Certes la Cour Constitutionnelle n’est pas responsable des fraudes électorales en amont, pendant et en aval des scrutins, d’abord parce qu’elle inaugurait ses premières élections, ensuite parce qu’elle n’est là que pour corriger les dysfonctionnements ayant cours. Malheureusement à l’image de la Cour Suprême, elle a montré par sa décision du 31 Octobre 2015, qu’elle se situait dans la droite ligne de ce qui s’est toujours fait en Guinée, à savoir justifier les violations favorables au pouvoir en place, ainsi qu’en témoigne les quelques lignes qui vont suivre.
Il n’est pas question de commenter ici tous les arguments avancés par les 3 requérants[1], car la plupart ont été rejetés soit par manque de preuves, soit parce que ce sont les tribunaux de l’ordre judiciaire qui sont compétents pour juger les voies de faits reprochées.
De toute façon, si on veut se rappeler les points qui ne posent pas de problèmes juridiques (même s’ils en posent au niveau électoral, donc politique), on pourra se reporter à un papier du 5 Novembre[2], dont l’objet était de justifier les arguments de la Cour, et qui ne fait malheureusement que cela, oubliant d’en critiquer certains aspects.
Il conviendra également d’évoquer les points qui nécessitent de modifier les procédures en vue de prévenir, et donc d’éviter les conflits post-électoraux, avant d’aborder les violations proprement dites de la Cour constitutionnelle.
I – Les points qui ne posent pas de problèmes… juridiques
Par le communiqué n°2 de la CENI du 11 Octobre 2015, la CENI a autorisé le vote sans enveloppes, ayant constaté que par endroit, il y avait eu insuffisance d’enveloppes due à une défaillance notoire dans la distribution au niveau des BV – c’est pourtant elle qui en est responsable -, au motif que cela n’avantage ni ne défavorise aucun candidat.
Pourtant l’un des candidats (Faya Millimouno) a soutenu de ce fait, la violation de l’article 81 du Code électoral, qui dispose que : « les votes nuls ne sont pas considérés comme suffrages exprimés lors du dépouillement. Sont considérés comme votes nuls :
Ces bulletins sont annexés au procès-verbal. Le nombre de votes nuls est retranché du nombre d’électeurs ayant voté pour déterminer le nombre des suffrages exprimés ».
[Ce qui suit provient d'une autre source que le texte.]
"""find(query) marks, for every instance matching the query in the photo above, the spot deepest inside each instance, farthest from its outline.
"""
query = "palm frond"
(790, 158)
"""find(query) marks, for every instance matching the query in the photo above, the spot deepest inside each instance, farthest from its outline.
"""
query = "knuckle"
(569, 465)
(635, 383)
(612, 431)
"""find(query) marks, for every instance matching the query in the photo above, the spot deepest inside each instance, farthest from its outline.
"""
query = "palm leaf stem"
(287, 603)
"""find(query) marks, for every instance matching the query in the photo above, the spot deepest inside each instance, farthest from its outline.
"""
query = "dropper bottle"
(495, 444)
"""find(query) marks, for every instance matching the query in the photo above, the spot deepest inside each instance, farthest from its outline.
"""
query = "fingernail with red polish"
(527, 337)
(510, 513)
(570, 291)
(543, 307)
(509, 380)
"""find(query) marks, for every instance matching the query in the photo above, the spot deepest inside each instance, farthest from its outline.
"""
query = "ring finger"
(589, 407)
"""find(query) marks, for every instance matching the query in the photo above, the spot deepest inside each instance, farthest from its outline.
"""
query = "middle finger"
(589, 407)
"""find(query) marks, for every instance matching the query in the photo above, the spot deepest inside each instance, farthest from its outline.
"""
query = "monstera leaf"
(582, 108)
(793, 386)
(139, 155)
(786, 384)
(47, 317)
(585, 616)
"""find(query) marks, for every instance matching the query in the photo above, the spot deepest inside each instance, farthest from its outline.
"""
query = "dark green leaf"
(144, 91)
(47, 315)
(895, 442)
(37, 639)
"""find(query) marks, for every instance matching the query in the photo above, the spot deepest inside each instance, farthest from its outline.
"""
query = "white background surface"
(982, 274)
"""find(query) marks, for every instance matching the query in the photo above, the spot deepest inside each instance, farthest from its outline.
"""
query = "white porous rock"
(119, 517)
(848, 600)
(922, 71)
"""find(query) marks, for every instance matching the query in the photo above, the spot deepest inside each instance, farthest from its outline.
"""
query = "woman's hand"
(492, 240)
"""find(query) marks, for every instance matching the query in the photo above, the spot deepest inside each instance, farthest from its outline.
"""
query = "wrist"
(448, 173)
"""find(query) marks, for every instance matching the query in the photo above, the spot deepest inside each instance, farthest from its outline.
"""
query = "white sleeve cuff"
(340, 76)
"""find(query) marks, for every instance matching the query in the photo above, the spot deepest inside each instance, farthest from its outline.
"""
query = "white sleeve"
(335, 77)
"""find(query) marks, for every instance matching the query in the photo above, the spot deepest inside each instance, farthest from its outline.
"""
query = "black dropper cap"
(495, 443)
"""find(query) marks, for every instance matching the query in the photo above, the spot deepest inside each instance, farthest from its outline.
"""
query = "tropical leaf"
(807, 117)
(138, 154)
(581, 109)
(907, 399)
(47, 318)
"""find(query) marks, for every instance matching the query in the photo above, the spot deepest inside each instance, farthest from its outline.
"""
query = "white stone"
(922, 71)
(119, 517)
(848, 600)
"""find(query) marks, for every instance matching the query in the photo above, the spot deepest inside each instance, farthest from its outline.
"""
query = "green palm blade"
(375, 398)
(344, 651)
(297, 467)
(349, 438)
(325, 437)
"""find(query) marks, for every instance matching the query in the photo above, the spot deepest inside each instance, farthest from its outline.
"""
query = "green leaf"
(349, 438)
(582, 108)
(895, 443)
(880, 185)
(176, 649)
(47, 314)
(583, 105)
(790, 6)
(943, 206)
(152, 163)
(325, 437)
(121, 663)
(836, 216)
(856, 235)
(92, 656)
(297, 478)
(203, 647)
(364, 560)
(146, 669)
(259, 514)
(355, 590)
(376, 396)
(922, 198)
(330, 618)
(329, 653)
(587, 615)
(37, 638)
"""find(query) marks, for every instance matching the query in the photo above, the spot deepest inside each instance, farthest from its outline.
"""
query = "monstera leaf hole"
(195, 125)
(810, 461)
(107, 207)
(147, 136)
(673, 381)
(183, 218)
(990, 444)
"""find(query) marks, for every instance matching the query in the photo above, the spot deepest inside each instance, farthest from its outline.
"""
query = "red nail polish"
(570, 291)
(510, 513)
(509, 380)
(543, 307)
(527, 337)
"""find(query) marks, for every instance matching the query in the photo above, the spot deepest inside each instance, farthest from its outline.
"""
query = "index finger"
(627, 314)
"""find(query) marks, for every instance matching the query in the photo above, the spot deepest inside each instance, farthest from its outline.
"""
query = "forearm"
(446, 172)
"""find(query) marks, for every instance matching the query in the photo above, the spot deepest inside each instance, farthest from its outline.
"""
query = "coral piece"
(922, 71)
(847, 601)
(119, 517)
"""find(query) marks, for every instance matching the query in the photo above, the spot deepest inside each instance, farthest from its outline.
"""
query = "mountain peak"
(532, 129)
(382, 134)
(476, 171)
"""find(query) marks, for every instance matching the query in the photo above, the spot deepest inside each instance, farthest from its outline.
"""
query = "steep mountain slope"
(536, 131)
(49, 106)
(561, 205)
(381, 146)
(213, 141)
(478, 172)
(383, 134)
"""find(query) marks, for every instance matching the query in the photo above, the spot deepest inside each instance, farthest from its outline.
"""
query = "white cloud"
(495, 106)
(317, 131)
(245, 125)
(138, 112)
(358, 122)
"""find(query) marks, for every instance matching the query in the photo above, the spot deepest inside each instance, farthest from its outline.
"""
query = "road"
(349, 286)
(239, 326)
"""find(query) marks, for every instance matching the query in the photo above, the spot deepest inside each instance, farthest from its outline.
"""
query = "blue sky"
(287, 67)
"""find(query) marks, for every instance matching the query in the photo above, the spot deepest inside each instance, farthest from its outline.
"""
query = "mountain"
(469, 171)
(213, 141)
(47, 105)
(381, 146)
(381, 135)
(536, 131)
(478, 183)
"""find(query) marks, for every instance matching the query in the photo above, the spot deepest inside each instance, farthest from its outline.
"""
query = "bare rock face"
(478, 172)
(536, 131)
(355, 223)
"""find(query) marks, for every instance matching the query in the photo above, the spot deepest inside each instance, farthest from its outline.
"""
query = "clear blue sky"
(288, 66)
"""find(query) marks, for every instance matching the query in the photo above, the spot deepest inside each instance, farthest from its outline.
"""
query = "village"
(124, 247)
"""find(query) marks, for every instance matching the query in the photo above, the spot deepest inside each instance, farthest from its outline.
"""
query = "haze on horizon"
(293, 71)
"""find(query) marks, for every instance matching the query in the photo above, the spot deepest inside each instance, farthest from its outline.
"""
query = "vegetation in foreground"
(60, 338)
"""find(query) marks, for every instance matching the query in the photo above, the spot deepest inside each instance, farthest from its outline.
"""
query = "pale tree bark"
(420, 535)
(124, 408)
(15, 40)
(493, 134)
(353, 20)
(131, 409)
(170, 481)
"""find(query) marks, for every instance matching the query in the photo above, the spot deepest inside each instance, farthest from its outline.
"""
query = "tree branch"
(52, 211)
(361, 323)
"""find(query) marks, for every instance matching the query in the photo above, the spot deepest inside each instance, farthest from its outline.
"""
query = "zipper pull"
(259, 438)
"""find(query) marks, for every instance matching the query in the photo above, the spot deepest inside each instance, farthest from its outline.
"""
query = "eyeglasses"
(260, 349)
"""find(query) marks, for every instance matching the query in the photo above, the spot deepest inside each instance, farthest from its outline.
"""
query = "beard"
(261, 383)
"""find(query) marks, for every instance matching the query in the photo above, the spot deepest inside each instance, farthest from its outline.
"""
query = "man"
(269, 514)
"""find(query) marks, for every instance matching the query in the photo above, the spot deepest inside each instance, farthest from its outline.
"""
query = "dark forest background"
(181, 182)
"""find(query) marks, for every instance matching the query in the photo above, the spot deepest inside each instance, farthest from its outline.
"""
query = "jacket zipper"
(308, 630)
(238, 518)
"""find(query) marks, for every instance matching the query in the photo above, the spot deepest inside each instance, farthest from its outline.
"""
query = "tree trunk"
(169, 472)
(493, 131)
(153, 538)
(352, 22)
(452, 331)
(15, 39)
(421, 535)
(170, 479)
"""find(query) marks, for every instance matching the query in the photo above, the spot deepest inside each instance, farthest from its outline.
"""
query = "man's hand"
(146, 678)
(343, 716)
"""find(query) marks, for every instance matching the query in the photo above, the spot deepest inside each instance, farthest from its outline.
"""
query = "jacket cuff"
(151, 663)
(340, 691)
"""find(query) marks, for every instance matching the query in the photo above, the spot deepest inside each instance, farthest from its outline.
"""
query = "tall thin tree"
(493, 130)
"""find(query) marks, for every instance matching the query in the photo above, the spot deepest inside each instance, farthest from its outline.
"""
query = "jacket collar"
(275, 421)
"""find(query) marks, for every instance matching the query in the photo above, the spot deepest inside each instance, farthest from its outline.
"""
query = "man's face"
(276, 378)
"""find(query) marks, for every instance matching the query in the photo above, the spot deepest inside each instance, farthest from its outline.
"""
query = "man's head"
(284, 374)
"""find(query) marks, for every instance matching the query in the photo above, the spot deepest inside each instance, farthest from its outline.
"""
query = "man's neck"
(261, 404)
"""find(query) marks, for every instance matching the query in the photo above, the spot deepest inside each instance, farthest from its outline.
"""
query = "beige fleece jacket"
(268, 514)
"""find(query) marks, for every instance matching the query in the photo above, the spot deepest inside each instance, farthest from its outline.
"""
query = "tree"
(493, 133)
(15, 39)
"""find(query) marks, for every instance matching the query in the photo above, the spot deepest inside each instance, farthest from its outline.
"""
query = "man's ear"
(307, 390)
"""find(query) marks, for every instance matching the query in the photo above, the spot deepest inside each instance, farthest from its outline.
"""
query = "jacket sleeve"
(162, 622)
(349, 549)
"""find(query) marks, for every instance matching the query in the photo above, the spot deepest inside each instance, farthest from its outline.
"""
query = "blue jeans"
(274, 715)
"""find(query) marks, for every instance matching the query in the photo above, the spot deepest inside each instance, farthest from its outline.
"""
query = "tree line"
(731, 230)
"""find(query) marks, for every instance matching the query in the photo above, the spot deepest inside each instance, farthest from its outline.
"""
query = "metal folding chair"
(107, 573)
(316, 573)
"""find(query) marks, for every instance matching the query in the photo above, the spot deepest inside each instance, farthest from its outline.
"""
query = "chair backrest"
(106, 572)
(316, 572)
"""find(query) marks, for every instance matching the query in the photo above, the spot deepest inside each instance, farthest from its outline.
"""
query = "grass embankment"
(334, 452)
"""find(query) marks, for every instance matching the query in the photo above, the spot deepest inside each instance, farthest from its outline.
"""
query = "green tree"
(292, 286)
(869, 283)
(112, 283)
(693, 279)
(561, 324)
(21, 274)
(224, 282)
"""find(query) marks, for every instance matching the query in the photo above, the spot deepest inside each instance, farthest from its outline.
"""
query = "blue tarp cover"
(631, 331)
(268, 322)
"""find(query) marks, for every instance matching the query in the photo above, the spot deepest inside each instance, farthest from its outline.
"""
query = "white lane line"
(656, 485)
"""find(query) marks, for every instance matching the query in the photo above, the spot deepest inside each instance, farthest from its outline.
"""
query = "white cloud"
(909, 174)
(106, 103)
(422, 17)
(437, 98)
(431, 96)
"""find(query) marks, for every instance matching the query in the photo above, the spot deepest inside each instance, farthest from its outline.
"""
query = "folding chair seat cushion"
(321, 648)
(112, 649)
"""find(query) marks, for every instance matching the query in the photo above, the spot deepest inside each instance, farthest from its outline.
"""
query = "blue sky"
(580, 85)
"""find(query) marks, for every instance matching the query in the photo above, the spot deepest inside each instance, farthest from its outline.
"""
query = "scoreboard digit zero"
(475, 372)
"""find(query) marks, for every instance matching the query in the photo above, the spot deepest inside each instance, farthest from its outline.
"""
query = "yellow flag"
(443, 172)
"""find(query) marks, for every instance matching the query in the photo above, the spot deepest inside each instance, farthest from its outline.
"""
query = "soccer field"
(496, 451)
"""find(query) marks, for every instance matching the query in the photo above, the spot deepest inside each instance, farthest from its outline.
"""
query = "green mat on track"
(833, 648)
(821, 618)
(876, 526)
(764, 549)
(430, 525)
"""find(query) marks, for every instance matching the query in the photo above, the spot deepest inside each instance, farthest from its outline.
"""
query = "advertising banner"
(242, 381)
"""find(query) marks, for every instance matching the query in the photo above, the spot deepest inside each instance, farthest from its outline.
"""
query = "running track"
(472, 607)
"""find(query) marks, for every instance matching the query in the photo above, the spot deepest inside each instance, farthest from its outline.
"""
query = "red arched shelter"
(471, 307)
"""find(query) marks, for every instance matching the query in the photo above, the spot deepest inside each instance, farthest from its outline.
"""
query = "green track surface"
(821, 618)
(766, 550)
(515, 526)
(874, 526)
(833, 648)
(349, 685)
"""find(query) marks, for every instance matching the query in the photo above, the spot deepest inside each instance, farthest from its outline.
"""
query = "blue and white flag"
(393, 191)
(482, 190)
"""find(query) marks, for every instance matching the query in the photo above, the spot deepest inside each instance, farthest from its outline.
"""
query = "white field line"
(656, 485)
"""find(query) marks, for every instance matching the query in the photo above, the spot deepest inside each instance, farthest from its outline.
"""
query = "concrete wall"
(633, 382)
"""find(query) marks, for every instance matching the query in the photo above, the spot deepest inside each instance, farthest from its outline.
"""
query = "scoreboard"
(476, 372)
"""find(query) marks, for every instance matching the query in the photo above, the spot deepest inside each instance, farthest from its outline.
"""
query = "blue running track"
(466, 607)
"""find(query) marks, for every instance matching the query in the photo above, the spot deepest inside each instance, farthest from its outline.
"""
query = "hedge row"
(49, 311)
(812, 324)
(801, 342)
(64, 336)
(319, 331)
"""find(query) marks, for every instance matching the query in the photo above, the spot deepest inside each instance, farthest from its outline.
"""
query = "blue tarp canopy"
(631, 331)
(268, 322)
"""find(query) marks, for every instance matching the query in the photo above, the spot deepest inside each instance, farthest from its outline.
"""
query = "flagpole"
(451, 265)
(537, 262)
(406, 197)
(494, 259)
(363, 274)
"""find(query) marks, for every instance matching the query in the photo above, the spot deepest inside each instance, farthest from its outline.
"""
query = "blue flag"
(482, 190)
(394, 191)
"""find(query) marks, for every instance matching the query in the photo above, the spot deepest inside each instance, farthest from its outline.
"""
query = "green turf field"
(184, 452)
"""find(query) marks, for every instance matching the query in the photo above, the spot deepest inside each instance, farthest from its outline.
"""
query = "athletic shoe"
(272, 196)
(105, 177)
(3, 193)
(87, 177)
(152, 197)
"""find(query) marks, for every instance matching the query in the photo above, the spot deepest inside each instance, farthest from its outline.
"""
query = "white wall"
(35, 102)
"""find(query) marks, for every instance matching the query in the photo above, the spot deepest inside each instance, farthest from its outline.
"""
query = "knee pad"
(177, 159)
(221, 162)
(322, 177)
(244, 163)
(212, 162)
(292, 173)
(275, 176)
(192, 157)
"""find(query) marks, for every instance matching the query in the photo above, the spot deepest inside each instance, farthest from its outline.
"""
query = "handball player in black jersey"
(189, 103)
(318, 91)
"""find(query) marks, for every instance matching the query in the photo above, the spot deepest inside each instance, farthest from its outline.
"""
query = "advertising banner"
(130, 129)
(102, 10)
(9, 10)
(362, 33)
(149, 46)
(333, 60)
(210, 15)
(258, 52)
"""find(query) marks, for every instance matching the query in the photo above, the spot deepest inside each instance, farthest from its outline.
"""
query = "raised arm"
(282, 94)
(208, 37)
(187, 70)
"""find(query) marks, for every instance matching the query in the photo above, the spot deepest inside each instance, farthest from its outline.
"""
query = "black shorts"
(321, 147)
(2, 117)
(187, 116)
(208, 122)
La Cour a validé l’initiative de la CENI en vertu de l’article 67 alinéa 6 du Code électoral selon lequel « … l’utilisation des enveloppes est facultative pour le bulletin unique…».
Or l’article 67 dispose que : « le vote a lieu avec des bulletins et des enveloppes fournis par la CENI. Avant l’ouverture du scrutin, le Bureau doit constater que le nombre de bulletins de chaque candidat ou liste de candidats correspond exactement à celui des électeurs inscrits augmenté de 10%. De même le nombre des enveloppes doit correspondre aux nombres des électeurs inscrits augmenté de 10%. Si, par suite d’un cas de force majeur, des bulletins et des enveloppes venaient à manquer, le Président du Bureau de vote est tenu de s’en procurer auprès du démembrement de la CENI concerné. Mention doit être faite au procès – verbal établi par le bureau de vote ».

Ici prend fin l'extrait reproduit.